Upon infection of epithelial cells, S. Typhimurium resides in SCVs, which recruit lysosomal membrane proteins including LAMP1. The environment of the SCV serves as a protective niche, promoting bacterial survival and replication; bacteria that are released from SCVs and exposed to the cytosol become targets for ubiquitin association and degradation (Birmingham et al., 2006). LRSAM1 knockdown did not affect the efficiency of S. Typhimurium invasion into HeLa cells (Figure 1D, 1 hr time point), nor the proportion of bacteria initially within SCVs, as evidenced by equivalent LAMP1 staining of bacteria at 1 hr postinfection (Figures 1E and S1E).
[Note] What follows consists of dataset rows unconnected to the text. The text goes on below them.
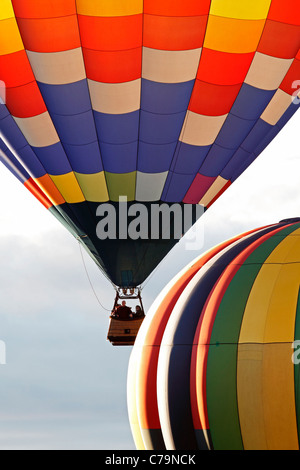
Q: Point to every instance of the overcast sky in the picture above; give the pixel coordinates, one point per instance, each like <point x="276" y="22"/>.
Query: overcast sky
<point x="63" y="385"/>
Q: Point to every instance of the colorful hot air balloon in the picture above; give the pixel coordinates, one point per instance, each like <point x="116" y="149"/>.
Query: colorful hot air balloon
<point x="216" y="362"/>
<point x="157" y="101"/>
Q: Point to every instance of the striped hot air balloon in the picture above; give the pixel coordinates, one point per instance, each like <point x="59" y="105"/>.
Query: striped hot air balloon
<point x="157" y="101"/>
<point x="216" y="362"/>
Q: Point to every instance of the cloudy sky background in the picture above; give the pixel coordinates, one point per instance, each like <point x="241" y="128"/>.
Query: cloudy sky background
<point x="63" y="385"/>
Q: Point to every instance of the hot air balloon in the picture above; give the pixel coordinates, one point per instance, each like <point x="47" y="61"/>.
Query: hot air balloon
<point x="216" y="362"/>
<point x="147" y="103"/>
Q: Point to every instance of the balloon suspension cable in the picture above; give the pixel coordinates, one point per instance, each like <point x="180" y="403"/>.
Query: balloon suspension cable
<point x="87" y="274"/>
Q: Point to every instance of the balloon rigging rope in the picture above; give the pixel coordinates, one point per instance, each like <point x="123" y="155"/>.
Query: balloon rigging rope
<point x="87" y="274"/>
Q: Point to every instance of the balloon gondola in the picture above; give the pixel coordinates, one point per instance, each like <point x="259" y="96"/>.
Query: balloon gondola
<point x="124" y="329"/>
<point x="155" y="102"/>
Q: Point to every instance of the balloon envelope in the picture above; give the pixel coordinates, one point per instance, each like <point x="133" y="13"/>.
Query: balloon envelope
<point x="157" y="101"/>
<point x="216" y="362"/>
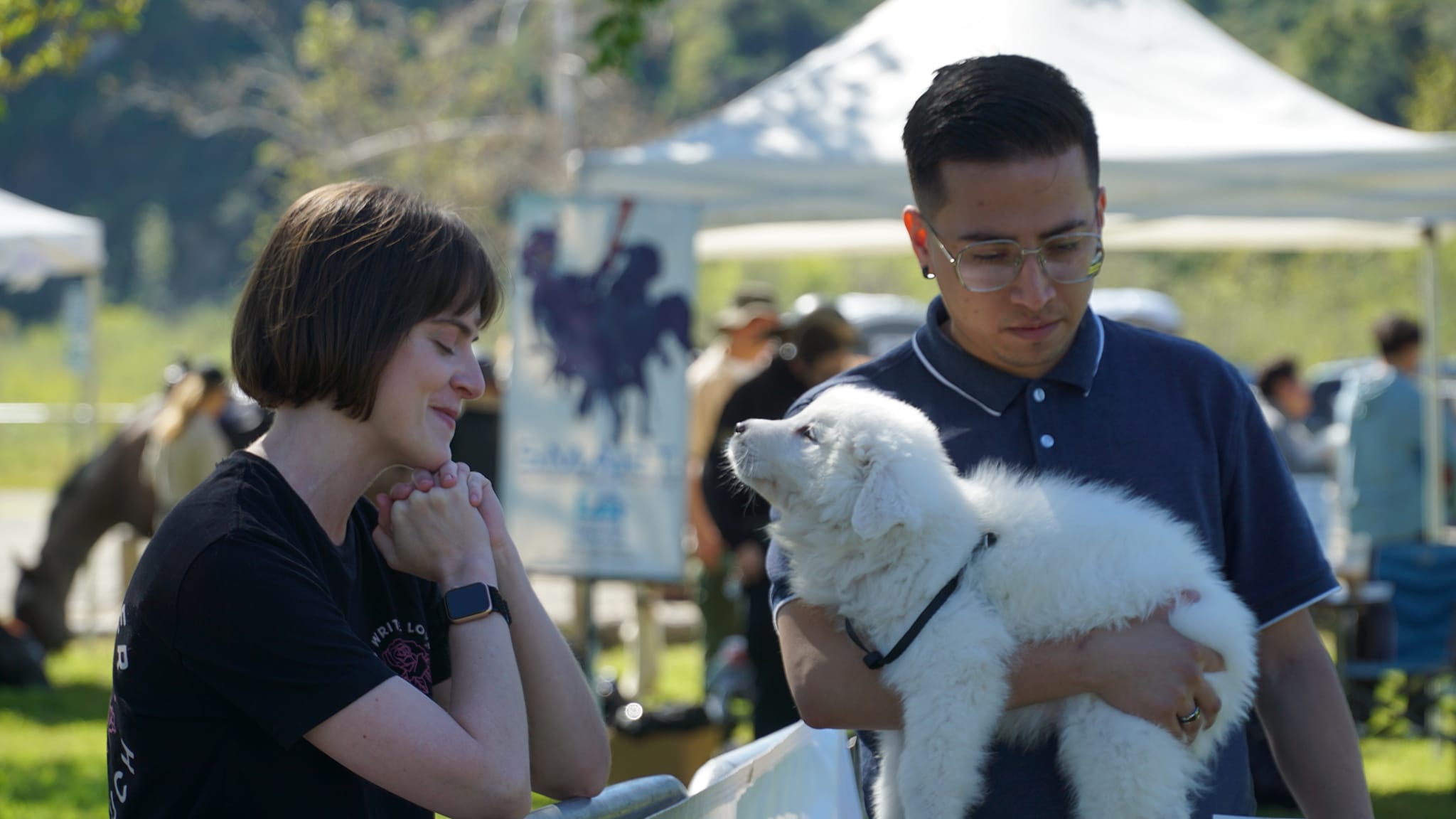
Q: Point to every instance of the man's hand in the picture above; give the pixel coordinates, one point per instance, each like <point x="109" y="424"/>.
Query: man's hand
<point x="1154" y="672"/>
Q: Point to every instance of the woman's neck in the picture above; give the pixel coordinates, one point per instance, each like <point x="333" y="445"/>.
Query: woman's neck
<point x="325" y="458"/>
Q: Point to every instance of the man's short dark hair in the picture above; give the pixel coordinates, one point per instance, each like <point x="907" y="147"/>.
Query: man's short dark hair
<point x="347" y="273"/>
<point x="1004" y="108"/>
<point x="1275" y="373"/>
<point x="1396" y="333"/>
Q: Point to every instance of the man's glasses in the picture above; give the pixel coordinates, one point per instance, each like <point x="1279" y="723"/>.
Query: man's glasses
<point x="985" y="267"/>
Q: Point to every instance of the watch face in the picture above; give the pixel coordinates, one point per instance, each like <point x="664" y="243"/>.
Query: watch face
<point x="468" y="601"/>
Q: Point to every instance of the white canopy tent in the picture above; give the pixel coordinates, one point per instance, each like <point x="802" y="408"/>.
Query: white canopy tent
<point x="1190" y="122"/>
<point x="1203" y="143"/>
<point x="38" y="242"/>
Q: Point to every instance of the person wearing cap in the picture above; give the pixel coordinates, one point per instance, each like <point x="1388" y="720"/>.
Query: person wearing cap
<point x="817" y="347"/>
<point x="742" y="350"/>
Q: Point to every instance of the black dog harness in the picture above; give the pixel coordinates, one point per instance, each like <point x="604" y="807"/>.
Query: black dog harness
<point x="874" y="659"/>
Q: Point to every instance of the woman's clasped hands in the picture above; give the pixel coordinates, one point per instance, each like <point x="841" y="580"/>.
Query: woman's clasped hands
<point x="441" y="525"/>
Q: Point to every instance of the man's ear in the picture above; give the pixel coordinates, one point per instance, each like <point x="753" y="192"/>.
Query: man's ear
<point x="919" y="237"/>
<point x="884" y="502"/>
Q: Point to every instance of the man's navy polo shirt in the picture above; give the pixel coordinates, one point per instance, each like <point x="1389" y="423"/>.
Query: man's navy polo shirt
<point x="1160" y="416"/>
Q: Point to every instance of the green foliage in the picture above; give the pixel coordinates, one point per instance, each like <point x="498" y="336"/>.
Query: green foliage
<point x="155" y="257"/>
<point x="618" y="34"/>
<point x="40" y="37"/>
<point x="1432" y="107"/>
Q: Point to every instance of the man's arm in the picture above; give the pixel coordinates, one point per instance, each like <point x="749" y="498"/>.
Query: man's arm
<point x="1303" y="710"/>
<point x="1146" y="669"/>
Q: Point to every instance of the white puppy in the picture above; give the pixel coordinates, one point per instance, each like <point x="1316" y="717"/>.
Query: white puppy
<point x="877" y="522"/>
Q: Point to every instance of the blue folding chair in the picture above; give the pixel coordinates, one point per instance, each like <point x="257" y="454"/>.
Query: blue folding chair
<point x="1423" y="606"/>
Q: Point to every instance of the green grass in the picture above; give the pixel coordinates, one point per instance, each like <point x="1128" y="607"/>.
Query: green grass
<point x="132" y="350"/>
<point x="53" y="748"/>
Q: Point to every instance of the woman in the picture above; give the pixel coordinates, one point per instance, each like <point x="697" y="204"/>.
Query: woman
<point x="274" y="659"/>
<point x="186" y="441"/>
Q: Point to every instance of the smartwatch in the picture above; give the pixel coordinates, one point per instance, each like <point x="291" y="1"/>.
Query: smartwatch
<point x="475" y="602"/>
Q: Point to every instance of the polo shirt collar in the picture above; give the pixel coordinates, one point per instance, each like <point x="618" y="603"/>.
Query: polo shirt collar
<point x="995" y="390"/>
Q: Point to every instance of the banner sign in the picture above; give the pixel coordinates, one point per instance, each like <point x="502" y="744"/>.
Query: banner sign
<point x="596" y="408"/>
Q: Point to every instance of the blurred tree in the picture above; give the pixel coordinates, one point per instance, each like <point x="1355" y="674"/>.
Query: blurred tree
<point x="450" y="101"/>
<point x="1432" y="107"/>
<point x="155" y="257"/>
<point x="1363" y="53"/>
<point x="40" y="37"/>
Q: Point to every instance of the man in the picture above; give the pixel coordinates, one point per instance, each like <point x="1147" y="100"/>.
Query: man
<point x="1382" y="473"/>
<point x="1288" y="404"/>
<point x="742" y="350"/>
<point x="822" y="346"/>
<point x="1012" y="366"/>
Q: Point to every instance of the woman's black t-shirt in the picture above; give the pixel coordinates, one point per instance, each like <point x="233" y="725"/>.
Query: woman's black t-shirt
<point x="244" y="628"/>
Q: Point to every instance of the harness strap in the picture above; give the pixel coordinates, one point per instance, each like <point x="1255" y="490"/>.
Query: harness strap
<point x="874" y="659"/>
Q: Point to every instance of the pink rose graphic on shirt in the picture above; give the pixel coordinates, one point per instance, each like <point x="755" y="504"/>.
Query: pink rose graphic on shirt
<point x="410" y="660"/>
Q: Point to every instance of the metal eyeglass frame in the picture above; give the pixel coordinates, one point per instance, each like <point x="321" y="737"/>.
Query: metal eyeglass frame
<point x="1042" y="261"/>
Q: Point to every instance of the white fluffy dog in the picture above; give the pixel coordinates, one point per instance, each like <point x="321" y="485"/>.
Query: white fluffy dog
<point x="877" y="520"/>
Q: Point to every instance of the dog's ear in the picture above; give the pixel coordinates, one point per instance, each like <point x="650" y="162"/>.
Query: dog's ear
<point x="884" y="502"/>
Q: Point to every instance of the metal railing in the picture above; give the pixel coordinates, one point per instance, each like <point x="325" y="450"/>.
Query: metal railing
<point x="633" y="799"/>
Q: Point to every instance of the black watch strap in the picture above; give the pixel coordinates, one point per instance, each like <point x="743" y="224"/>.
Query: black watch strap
<point x="473" y="601"/>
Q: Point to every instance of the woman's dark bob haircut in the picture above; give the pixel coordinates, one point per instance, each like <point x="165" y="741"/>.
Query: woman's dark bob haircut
<point x="347" y="273"/>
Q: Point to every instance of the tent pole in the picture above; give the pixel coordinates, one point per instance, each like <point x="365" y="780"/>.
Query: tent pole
<point x="92" y="382"/>
<point x="1432" y="416"/>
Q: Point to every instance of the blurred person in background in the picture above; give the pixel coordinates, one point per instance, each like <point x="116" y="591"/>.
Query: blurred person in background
<point x="1286" y="405"/>
<point x="820" y="346"/>
<point x="186" y="441"/>
<point x="289" y="649"/>
<point x="1381" y="466"/>
<point x="742" y="350"/>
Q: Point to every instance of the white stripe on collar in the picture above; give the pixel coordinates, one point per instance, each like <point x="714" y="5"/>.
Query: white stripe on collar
<point x="1101" y="341"/>
<point x="915" y="343"/>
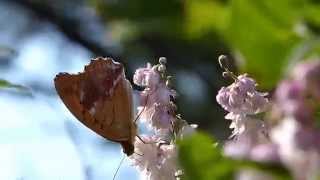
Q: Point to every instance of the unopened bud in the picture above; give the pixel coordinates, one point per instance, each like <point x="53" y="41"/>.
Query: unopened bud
<point x="169" y="81"/>
<point x="162" y="68"/>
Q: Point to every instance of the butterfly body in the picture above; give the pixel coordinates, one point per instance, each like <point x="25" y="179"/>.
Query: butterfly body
<point x="101" y="98"/>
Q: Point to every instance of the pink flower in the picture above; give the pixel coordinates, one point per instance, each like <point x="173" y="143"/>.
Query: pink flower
<point x="308" y="75"/>
<point x="304" y="162"/>
<point x="157" y="109"/>
<point x="265" y="153"/>
<point x="291" y="101"/>
<point x="242" y="97"/>
<point x="156" y="160"/>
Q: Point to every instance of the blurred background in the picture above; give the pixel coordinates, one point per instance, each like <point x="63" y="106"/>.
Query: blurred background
<point x="40" y="139"/>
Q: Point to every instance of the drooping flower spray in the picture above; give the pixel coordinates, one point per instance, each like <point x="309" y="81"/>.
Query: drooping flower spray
<point x="293" y="138"/>
<point x="156" y="155"/>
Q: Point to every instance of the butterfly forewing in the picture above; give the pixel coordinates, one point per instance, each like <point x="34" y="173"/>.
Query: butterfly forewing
<point x="101" y="98"/>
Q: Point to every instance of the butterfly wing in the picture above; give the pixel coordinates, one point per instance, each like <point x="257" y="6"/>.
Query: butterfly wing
<point x="101" y="98"/>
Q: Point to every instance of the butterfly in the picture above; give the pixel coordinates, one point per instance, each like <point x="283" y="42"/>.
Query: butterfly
<point x="101" y="99"/>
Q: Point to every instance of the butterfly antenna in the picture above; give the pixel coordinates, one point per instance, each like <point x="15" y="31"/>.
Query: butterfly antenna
<point x="115" y="174"/>
<point x="144" y="108"/>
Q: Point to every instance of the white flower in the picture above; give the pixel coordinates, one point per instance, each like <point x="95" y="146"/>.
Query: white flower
<point x="157" y="161"/>
<point x="147" y="77"/>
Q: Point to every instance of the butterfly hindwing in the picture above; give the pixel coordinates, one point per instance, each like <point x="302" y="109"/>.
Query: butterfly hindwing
<point x="101" y="98"/>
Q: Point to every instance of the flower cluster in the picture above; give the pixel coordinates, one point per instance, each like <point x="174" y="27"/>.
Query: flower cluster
<point x="241" y="99"/>
<point x="294" y="140"/>
<point x="156" y="155"/>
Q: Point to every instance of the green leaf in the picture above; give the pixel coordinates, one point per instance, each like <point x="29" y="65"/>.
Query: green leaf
<point x="201" y="159"/>
<point x="205" y="16"/>
<point x="262" y="32"/>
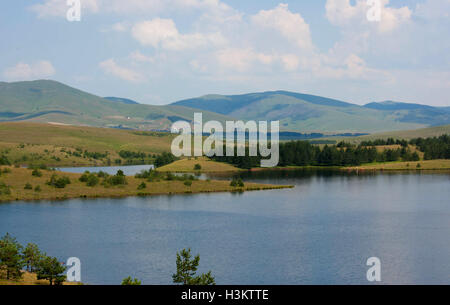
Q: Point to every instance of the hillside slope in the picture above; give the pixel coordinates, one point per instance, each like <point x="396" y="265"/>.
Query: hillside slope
<point x="48" y="101"/>
<point x="309" y="113"/>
However, at 6 hr postinfection a significantly increased proportion of Salmonella in LRSAM1-depleted cells was LAMP1-negative, suggestive of exit from the SCV into the cytoplasm without subsequent destruction by autophagy (Figure 1E). We next directly quantified cytoplasmic S. Typhimurium using differential digitonin permeabilization and antibody staining of cytoplasmic bacteria (Malik-Kale et al., 2012) (Figures 1F and S1F). LRSAM1- and ATG16L1-knockdown cells had higher numbers of bacteria per cell than control cells at 6 hr postinfection, indicative of enhanced replication in the cytoplasm. When these data were examined in terms of the proportion of cytoplasmic bacteria compared to control cells, we further confirmed that both ATG16L1- and LRSAM1-deficient cells showed increased proportions of cytoplasmic bacteria with 56% ± 15% and 57% ± 16% of total internalized bacteria, respectively, compared to just 13% ± 3% in controls (means ± SEM from three independent experiments). Examples of LAMP1 and cytoplasmic anti-Salmonella staining are shown in Figures S1E and S1F. Investigation of the maturation status of SCVs revealed that LRSAM1 colocalizes with markers of the early maturation phase of the vacuolar compartment including Rab4, but not Rab11 or sorting nexin-3 (Figure 1G) (Birmingham et al., 2006; Braun et al., 2010; Smith et al., 2005). These data underlined a prominent role for LRSAM1 in antibacterial autophagy; we therefore set out to further investigate the role of LRSAM1 domains in the recognition and autophagy of bacteria.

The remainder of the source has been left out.